Desde logo importa frisar que em verdade esta Câmara não conta com ascensoristas em seu Quadro de Pessoal, o que, se fosse verdadeiro, afastaria a possibilidade da contratação pretendida, sob pena de violação do princípio do concurso público.
O Quadro de Pessoal de um órgão público constitui-se, via de regra, em um anexo da lei instituidora da organização administrativa do órgão, e que tem por finalidade estabelecer a quantidade de cargos integrantes de sua estrutura, os requisitos de escolaridade e forma de provimento de cada um deles.
No caso desta Casa, os cargos integrantes de seu Quadro de Pessoal são todos de provimento efetivo ou em comissão, nele não existindo funções de empregados regidos pela Consolidação das Leis do Trabalho – CLT, consoante perfeitamente explicado e demonstrado pela Equipe de Seleção, Desenvolvimento e Avaliação de Pessoal – SGA.14 às fls. 223 dos autos.
É certo que remanescem entre os servidores desta Casa empregados que foram contratados no passado sob o regime jurídico da CLT para o exercício de diversas funções, todas estas destinadas à extinção na vacância, entre os quais 12 (doze) ascensoristas, sendo que apenas 09 deles em atividade em SGA.34, Equipe responsável pela gestão dos serviços dos elevadores, conforme informação constante de fls. 206.
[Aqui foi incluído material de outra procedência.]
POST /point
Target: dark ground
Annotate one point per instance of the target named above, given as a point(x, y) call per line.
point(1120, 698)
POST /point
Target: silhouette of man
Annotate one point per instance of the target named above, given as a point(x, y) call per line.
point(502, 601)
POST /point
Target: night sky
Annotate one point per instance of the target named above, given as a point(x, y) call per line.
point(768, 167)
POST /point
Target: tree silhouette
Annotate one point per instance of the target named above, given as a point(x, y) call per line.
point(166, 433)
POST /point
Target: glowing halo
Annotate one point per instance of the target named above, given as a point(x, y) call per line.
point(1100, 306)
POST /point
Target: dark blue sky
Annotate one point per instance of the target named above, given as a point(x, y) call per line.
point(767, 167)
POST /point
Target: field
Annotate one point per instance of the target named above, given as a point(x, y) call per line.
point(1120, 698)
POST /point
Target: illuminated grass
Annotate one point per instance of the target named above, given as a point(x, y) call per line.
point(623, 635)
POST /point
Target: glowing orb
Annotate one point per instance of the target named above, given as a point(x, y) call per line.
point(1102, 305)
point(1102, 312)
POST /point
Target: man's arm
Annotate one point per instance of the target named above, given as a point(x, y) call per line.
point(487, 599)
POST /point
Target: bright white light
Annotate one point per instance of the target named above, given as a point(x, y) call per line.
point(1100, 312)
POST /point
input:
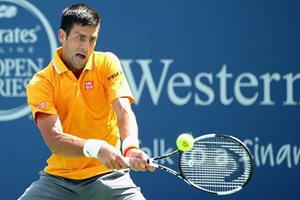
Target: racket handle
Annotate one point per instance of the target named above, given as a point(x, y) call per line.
point(149, 161)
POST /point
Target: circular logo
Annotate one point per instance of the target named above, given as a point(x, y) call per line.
point(27, 41)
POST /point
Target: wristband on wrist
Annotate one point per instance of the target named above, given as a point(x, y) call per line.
point(91, 147)
point(129, 143)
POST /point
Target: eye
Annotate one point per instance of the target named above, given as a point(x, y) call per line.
point(92, 39)
point(80, 37)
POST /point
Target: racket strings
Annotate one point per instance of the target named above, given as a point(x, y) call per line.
point(216, 164)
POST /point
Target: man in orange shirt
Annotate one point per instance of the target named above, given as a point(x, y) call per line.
point(81, 105)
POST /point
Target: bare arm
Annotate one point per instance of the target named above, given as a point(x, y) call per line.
point(126, 119)
point(71, 146)
point(59, 142)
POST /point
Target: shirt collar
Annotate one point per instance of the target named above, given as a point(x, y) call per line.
point(60, 66)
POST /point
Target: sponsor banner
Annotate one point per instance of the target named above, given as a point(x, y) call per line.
point(228, 67)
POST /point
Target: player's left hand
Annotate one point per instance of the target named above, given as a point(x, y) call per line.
point(138, 160)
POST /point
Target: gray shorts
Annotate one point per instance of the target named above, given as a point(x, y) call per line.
point(116, 185)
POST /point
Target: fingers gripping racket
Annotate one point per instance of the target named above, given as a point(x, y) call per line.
point(218, 164)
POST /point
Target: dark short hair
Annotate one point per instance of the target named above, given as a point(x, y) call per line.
point(80, 14)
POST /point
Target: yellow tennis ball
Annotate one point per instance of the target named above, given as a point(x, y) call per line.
point(185, 142)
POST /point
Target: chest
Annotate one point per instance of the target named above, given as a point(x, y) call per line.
point(86, 94)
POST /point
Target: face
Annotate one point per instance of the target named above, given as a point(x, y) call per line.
point(78, 45)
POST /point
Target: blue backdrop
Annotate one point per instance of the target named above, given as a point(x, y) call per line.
point(203, 66)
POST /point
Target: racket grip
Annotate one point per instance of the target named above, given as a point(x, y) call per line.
point(149, 161)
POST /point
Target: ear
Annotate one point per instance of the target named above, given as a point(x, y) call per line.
point(61, 35)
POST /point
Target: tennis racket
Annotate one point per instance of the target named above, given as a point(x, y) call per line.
point(217, 164)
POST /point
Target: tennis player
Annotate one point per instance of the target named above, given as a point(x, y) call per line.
point(81, 105)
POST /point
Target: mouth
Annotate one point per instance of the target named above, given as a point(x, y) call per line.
point(80, 56)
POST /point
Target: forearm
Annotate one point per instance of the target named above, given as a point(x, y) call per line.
point(127, 125)
point(66, 145)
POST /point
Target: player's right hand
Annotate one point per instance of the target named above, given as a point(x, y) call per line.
point(111, 158)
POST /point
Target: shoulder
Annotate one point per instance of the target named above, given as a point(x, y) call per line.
point(42, 77)
point(105, 58)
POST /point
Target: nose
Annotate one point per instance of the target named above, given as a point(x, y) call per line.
point(86, 45)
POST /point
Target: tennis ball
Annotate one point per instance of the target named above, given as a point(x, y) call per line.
point(185, 142)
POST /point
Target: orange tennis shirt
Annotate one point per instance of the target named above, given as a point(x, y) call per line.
point(83, 106)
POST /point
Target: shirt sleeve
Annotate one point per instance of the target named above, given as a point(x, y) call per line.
point(40, 96)
point(117, 84)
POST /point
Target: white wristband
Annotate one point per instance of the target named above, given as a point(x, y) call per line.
point(91, 147)
point(129, 142)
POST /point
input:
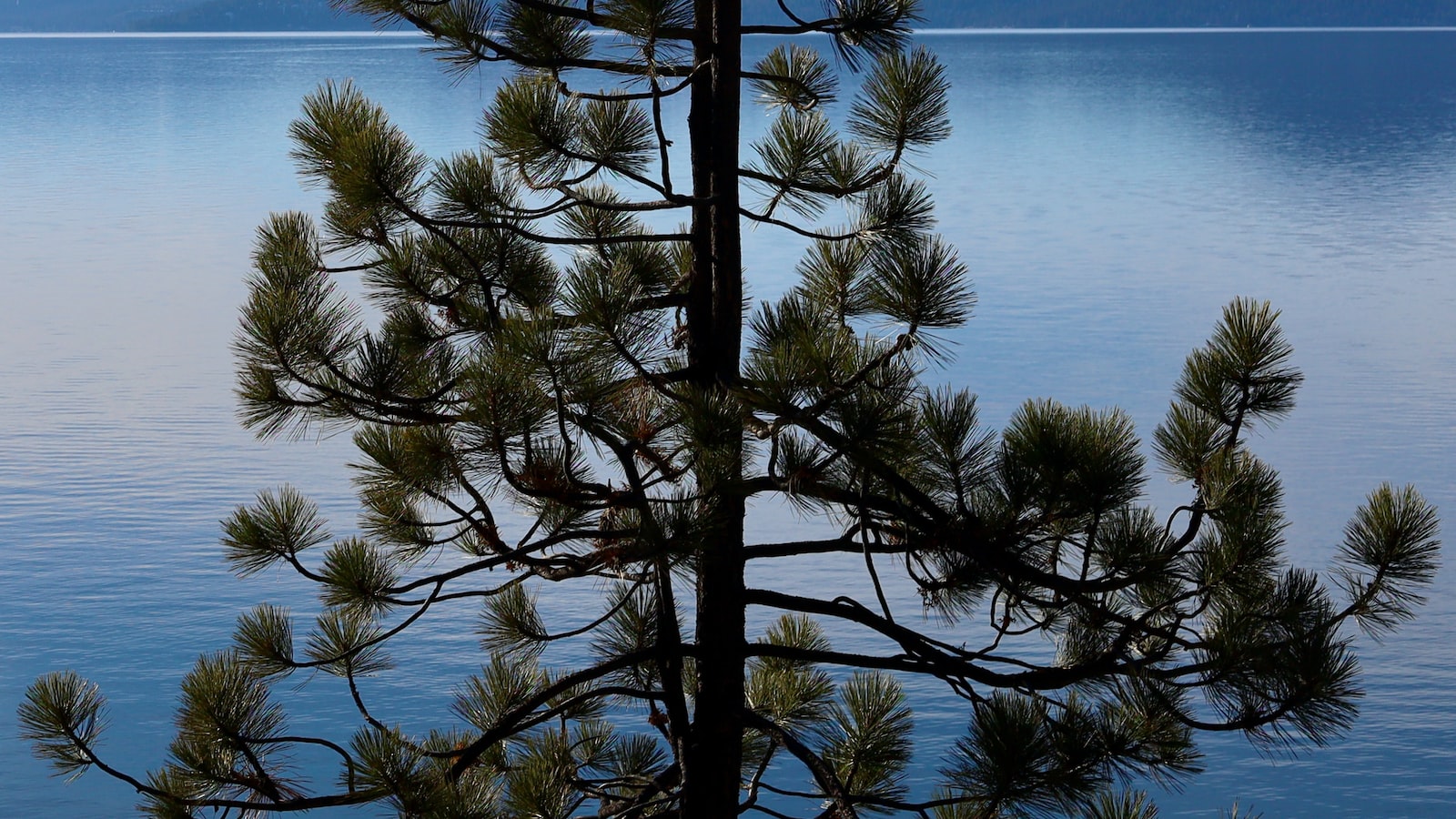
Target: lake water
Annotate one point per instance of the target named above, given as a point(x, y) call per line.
point(1110, 193)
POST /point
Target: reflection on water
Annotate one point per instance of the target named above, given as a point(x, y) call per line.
point(1110, 193)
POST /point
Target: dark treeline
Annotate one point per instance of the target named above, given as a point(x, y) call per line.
point(315, 15)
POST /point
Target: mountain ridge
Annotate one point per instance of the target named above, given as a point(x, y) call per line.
point(317, 15)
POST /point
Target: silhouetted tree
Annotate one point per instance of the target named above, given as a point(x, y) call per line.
point(562, 331)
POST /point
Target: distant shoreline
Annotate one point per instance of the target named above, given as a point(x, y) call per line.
point(356, 34)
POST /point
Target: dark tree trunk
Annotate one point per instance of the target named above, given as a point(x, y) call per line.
point(715, 329)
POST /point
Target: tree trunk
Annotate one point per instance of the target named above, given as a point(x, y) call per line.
point(715, 329)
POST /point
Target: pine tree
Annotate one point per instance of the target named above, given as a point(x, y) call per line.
point(562, 329)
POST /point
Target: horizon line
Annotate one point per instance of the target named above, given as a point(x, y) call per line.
point(926, 31)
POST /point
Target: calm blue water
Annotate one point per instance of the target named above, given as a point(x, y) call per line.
point(1108, 191)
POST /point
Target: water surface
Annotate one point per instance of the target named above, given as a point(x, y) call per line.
point(1110, 193)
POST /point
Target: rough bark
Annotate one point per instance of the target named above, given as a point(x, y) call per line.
point(713, 329)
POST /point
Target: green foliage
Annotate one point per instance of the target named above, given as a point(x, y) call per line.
point(553, 390)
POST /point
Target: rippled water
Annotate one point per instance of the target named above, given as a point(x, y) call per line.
point(1108, 191)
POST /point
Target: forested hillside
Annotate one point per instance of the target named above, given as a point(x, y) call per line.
point(312, 15)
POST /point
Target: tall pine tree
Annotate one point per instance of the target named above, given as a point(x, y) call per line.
point(564, 331)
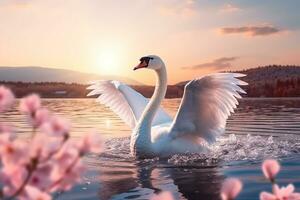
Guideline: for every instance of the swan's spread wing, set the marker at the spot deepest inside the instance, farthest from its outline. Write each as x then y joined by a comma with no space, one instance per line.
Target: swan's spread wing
206,104
125,102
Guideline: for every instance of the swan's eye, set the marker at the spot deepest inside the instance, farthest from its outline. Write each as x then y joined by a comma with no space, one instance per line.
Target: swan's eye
146,60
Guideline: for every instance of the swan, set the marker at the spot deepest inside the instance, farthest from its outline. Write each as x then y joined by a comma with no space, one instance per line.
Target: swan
206,104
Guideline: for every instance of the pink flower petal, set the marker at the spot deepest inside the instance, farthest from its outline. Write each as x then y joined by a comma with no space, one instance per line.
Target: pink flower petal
231,188
267,196
270,169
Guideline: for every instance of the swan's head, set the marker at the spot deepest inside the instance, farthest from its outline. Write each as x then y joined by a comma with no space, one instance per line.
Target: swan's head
150,62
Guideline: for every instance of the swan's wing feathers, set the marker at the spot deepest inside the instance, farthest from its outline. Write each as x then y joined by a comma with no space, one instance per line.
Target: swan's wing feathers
114,99
206,104
125,102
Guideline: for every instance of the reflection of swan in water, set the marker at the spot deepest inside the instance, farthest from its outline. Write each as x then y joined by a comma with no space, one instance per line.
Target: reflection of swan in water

Diante da existência remanescente dessas 09 (nove) funções de ascensorista, a contratação de empresa para a prestação do serviço de operação de elevadores somente se faz possível uma vez demonstrada a impossibilidade de que esses empregados atendam suficientemente bem à demanda atualmente necessária do serviço, e portanto, a necessidade da contratação de uma empresa.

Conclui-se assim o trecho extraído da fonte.